Saturday, June 18, 2011

Visual examples: using photos as visuals

In this post I give an example of how photos can be used in a presentation's visuals. I show one more example of image manipulation and how to use the power of analogy to produce beautiful visuals. 

I'm helping a friend creating a presentation stack for a talk about an exchange program between a university here in Germany and the Universidade de Sao Paulo in Brazil. Strictly speaking this is not a scientific presentation, but it will take place in a university context. The audience is made of potential students that would take part on the program exchange. After gathering the important facts, I went to Wikipedia and Fickr to pull some images. All the images have a creative commons license.  Here are some examples:


To start, Sao Paulo. I pulled this panorama of old downtown Sao Paulo from Wikipedia. The original is larger than the size of canvas. Instead of trying to scale it or crop it to make it fill in one slide, I animated it in Keynote by moving from right to left.


We worked on a top-down idea for the talk, so after talking about Sao Paulo,  I went ahead and pull this other picture of the University in Sao Paulo from Wikipedia. I kept the font the same: Helvetica -bold-48 in white. The text's color background is not random. I used the color picker tool in Keynote and chose a back gray. The photo and the slide don't have the same size. I filled the missing space felt by the photo by making the slide's background color black. This is more pleasant for the eye. I placed the text near to the building complex to direct the eye gaze. People will read to the text first, and then look at the building.

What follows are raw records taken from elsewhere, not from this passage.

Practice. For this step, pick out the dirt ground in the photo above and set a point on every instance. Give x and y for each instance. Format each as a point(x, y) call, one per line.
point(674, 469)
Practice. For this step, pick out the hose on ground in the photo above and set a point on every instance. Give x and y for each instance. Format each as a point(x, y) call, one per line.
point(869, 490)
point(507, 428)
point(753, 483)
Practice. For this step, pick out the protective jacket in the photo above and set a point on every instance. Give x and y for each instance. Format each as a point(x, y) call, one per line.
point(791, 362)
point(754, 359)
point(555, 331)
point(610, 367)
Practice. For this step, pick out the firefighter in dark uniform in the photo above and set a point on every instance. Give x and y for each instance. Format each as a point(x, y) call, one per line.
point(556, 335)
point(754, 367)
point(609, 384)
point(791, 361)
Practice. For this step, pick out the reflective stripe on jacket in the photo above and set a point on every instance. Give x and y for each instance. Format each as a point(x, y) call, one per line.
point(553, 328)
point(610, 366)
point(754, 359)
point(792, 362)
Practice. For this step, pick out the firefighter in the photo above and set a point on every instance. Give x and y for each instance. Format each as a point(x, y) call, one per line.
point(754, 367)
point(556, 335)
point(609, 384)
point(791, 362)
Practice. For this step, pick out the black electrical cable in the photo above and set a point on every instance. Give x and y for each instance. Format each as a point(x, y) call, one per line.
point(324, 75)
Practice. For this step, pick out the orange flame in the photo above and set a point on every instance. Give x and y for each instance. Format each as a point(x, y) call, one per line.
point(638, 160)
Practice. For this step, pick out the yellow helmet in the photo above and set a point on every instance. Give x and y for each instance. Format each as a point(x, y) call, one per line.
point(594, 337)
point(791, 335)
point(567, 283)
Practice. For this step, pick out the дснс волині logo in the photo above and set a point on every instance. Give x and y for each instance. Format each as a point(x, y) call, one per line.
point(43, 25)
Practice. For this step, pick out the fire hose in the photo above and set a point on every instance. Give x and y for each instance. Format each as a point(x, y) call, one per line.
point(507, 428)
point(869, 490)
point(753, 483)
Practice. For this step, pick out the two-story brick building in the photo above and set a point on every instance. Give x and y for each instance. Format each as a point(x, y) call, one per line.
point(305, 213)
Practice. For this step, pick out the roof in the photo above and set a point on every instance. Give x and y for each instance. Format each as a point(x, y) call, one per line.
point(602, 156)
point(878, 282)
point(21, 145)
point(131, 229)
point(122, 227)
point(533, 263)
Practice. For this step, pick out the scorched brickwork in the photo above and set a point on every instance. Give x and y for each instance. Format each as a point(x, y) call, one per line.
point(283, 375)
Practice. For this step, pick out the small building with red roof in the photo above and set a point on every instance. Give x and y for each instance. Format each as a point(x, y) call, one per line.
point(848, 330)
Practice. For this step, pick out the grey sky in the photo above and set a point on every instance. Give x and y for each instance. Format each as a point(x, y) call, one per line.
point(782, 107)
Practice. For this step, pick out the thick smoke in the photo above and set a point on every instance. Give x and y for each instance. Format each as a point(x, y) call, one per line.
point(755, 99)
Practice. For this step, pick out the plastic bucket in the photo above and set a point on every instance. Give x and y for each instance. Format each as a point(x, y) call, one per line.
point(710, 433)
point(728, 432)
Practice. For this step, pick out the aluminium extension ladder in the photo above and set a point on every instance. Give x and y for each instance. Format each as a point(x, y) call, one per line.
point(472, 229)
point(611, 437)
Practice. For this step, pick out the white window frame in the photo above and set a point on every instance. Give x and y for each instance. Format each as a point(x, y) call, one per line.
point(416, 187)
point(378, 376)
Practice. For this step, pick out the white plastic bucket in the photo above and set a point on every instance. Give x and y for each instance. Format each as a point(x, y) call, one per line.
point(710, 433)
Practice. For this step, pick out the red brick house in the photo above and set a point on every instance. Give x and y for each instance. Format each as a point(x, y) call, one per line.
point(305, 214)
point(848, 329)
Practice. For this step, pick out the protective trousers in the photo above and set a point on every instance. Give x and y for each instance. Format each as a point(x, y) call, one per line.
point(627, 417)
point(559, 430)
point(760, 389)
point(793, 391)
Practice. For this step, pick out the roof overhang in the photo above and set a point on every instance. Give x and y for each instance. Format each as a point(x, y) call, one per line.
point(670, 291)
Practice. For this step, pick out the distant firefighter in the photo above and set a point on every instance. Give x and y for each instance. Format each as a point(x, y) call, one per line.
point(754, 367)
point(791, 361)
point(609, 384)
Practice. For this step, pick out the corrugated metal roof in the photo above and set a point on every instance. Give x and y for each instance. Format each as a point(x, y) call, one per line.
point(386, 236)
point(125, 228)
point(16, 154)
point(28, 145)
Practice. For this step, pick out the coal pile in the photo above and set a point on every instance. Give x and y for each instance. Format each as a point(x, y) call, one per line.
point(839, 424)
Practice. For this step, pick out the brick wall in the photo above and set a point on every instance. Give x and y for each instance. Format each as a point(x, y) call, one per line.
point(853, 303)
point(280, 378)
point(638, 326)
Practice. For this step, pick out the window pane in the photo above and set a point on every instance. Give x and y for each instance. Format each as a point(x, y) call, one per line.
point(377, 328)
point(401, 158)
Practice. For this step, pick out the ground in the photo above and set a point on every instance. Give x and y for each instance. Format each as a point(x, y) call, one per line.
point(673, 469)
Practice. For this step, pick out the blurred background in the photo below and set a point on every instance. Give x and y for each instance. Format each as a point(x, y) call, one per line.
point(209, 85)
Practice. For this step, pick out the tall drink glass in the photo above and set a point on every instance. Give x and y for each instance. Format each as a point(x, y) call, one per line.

We moved to talk about one relevant fact about the school: How big is it? A school's size is an important criteria  for students,  to decide whether or not they want to go. I distilled the question to How many people are there? The number administrative staff is certainly important, but not for the target audience. What was relevant for them was the number of professors and students. I rounded the numbers. That's a little details that makes a big difference. If you can, do it.

I pulled the professor's photo from Fickr. It has the same height of  the slide but only half of the width. To make the slide more dynamic, I used I trick from Garr Reynolds: Blending the image from transparent to the slice's background. I did it using GIMP's Blend tool. The trick works pretty well in this case.

Did you notice that the woman is looking at the text? That's coincidence either. This is to help to direct the eye gaze to the text.


Now to the exchange program! The program offers a double title (Abschluss in german), one in Germany and one in Brazil. Therefore the analogy two graduations. I was aware this slide broke the style I had been using some far. I had to. I pulled this image from Fickr as well. I think is beautiful, and didn't find anything better, so I went for  more style. The slide's background color is the same as the photo's corners. The image came with the vignette. I added the reflection effect direct in Keynote.

An important piece of information is when can the students go on the exchange program. In this case it from the third year onward.



These are the two last slides. Again more information about the exchange. What you guess what information?  Students might get a scholarship for  traveling and room & board expenses. 

I think these three lasts slides are the best ones mainly for two reasons, the quality of the photos and their analogy. In every slide I have tried to apply Seth Godin's rule-of-thumb on keeping the number of words per slide below 6.

I hope these examples help you getting some ideas for the presentation's next visuals.